Former U.S. Army, SPC E-4, Veteran of Operation Desert Storm. If you are or have ever been a soldier, you have friends in my house.

Monday, May 09, 2005

Remembrances of The First Time Around

Ollie North's column a couple of days ago in Town Hall spoke about a couple of different topics: the efforts of Marines and other American soldiers on the behalf of the citizens in Iraq, and the efforts of American colleges around the country to ban military recruiters from their campuses.

What gets him kicked off, though, is this photo, which most everyone not currently living in an ice cave under the polar caps has likely seen by now.

The story is told in full by Michael Yon, who took the photo in question.

That photo reminded me of two other stories I had forgotten about.

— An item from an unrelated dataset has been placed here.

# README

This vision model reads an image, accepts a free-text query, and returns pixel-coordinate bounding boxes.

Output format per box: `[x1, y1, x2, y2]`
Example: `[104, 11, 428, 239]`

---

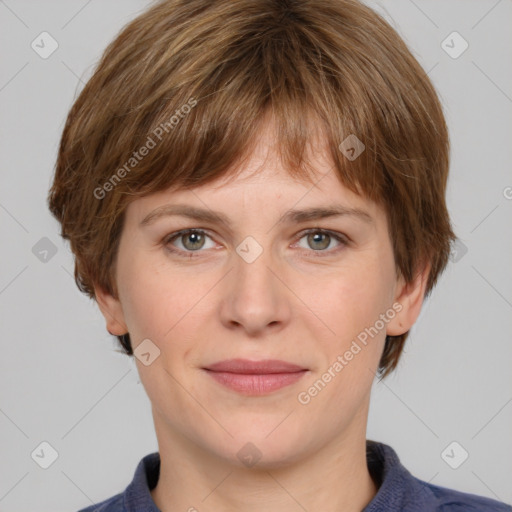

They are both my own, from my time in Operation Desert Storm.
Thankfully, no one dies in either one....and they both involve Iraqi children.

1)In one of the villages I visited in my role as a translator for a Red Cross team my unit was assisting with food distribution, I started chatting it up with a bunch of kids in the road. One of them, a bright and smiley little six-year-old, said he would trade me his stick for something of mine, and held up a smooth baton about a foot long and 3/4-inch wide. (I later learned that it was an Iraqi police baton.)

All I had on me that I could trade was a little plastic Northwest wing pin that I had gotten from a flight attendant on the flight across the Atlantic. His eyes practically bugged outta their sockets when I put it in his hand, and he got a grin so big the top half of his head almost fell off.

For the whole rest of the afternoon, that kid and his buddies zoomed up and down the dirt-pack road, laughing and shouting, taking turns holding the pin and pretending they were pilots. It was a sight for sore eyes.

2) A couple of weeks after that, I was at another site with the Red Cross team. Unfortunately, I had sprained my ankle earlier in the week, and so was relegated to guarding the unit commander's water supply in his Hummer. It had been a rough week, and quite a while since I had gotten any mail, and I was feeling pretty down.

Then a kid walked up to me---I'd guess he was about nine or ten---with a half-full water bottle in his hand, just kinda looked at me for a minute....and then put his water bottle in the footwell of my seat, said (in thickly accented but gramatically perfect English) "Here, you need this more than I do", gave me a warm smile, and walked off. I was too stunned to do anything but watch him walk away.
Man, I must've looked pretty pathetic.

While I was remembering these kids today, something else occurred to me:
Assuming they're still alive....those two Iraqi kids are grown men now.

I wonder what they've been up to since then...and if they remember me.